Regional wireless carriers Shaw-owned Freedom Mobile, SaskTel, Brag Communications’ Eastlink and Quebecor’s Videotron are fighting against mandating mobile virtual network operators (MVNO) in Canada, arguing they will negatively affect business.
The carriers submitted their interventions on the state of Canada’s mobile wireless market on May 15th to the Canadian Radio-television and Telecommunications Commission (CRTC).
The commission launched the review in February, shortly after Innovation, Science and Economic Development Minister Navdeep Bains announced his proposed policy directive. The hearing is set to take place in January 2020.
Like the Big Three, Shaw echoed that 5G is where the country should be focusing its attention, adding that the next-generation wireless market will need to include affordable access to innovative wireless services.
But Shaw says that it currently faces lower margins and higher investments in comparison to the Big Three and that by mandating MVNOs, resellers will be given an opportunity without having worked hard for it.

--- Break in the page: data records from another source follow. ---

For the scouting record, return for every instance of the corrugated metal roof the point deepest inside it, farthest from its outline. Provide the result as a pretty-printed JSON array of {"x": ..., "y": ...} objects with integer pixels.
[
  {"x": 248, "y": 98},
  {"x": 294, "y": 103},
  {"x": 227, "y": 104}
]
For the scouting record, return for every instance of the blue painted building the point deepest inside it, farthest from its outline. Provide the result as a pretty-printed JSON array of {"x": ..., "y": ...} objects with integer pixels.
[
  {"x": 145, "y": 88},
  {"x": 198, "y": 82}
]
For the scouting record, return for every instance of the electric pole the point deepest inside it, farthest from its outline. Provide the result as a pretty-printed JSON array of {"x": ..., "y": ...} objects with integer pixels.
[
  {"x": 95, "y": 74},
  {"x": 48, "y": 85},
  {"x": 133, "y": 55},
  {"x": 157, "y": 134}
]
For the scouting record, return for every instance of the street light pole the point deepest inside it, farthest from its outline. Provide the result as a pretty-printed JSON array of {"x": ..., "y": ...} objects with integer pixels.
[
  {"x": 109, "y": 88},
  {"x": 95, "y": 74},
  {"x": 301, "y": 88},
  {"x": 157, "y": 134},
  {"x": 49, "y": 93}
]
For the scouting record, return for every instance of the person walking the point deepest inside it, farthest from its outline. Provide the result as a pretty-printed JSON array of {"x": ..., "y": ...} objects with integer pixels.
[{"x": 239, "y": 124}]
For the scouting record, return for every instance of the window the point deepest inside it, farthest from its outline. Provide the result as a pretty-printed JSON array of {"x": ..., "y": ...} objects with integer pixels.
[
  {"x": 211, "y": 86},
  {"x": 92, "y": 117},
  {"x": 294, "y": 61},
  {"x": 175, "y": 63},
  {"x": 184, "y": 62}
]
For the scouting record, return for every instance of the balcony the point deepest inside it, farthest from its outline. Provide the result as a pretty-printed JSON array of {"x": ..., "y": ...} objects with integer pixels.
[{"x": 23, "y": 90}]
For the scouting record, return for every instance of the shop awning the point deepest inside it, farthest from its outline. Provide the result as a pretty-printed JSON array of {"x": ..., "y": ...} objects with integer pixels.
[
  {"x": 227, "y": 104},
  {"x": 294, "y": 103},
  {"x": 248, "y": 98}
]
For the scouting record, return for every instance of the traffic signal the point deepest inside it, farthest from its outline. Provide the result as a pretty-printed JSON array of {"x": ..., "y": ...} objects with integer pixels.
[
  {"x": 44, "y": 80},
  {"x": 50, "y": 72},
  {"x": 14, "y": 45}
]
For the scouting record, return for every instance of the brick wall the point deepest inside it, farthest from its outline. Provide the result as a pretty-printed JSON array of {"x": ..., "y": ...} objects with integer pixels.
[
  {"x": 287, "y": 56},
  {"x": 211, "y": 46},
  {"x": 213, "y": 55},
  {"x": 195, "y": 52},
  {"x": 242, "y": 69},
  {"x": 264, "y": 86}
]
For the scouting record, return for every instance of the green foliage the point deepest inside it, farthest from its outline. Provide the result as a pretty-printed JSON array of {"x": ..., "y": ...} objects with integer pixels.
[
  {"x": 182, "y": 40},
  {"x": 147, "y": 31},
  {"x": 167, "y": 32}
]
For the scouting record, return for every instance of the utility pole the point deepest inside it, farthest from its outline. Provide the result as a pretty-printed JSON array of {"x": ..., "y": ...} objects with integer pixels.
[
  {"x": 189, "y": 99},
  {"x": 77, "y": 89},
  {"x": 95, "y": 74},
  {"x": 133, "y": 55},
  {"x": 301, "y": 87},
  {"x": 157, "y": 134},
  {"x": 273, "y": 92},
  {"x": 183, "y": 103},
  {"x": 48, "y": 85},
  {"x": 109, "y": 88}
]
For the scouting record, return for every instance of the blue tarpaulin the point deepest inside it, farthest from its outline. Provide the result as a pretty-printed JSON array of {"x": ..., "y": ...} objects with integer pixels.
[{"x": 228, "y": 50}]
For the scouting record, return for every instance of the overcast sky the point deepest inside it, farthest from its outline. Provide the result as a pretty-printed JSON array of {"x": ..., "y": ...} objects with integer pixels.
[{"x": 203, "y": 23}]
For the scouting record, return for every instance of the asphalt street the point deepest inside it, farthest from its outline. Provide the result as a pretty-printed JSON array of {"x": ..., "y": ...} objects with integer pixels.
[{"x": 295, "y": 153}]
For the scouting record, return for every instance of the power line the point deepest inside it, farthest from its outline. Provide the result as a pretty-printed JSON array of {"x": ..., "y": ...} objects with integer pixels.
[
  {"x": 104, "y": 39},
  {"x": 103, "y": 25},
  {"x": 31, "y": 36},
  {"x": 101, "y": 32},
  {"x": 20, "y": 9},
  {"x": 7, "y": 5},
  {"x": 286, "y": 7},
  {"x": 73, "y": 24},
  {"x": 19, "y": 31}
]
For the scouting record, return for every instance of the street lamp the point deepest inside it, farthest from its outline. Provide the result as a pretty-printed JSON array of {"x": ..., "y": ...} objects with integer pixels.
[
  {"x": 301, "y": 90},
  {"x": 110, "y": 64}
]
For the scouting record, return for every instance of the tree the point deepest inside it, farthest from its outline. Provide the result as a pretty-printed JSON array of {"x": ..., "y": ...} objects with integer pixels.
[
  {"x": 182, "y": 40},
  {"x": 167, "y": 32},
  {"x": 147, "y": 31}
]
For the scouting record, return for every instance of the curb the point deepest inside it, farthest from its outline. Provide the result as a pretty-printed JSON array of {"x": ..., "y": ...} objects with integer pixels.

“Mandating MVNO will put resellers in a privileged position that guarantees a return and relieves them of the very significant financial burden and risks that Freedom has undertaken to build a competitive network in an extremely compressed timeframe,” Shaw said, adding that the MVNOs’ advantage would “undermine Freedom’s ability to gain market share and scale.”
It would jeopardize Shaw’s ability to keep growing, the intervention read.
Like Shaw, SaskTel said in its intervention that there is enough competition in the market with emerging fourth carrier services like itself, Shaw, Quebecor and Eastlink.
After the 2008 AWS spectrum auction, the government ruled that every province must have four carriers. This was back when Wind (now Shaw-owned Freedom Mobile) and other carriers were introduced to the market.
“The current wireless market conditions do not warrant intervention…particularly [the fourth carriers] continue to expand network coverage and to invest in technology upgrades to improve service to their customers,” SaskTel said, adding that mandating MVNOs would create “an environment that invites more regulation, and regulatory action, rather than less.”
SaskTel argued that the fourth carriers are trying hard to establish their operations with massive capital investments in building out networks to try and compete with the Big Three.
“MVNOs who may have artificially low cost of service due to regulatorily-enforced rates could lessen rather than increase competition; will reduce the incentive to invest in rural and remote communities; and will cause direct financial damage to the very parties that are creating the most competitive marketplaces in Canada,” it said.
In its submission, Eastlink said it’s “unrealistic” to assume that a market would grow naturally in five years.
“It is equally illogical, and not supported by evidence, to assume that a regulated MVNO model will bring positive, sustainable retail competition to Canada,” Eastlink said.
The company also referred to 5G expansion and how investing in the new network is already costing the company a lot of money. It added that if a decision to mandate MVNOs were to happen, it might have to reconsider its “decisions to invest in our own networks.”
Quebecor’s submission, which was in French, said mandating MVNOs was not necessary. Like the other regional carriers, the Quebec-based company said it would hinder its ability to grow in an economy that already has so much competition.
And like the other carriers, argued that the addition of MVNOs would affect the current structure of the fourth carrier rule.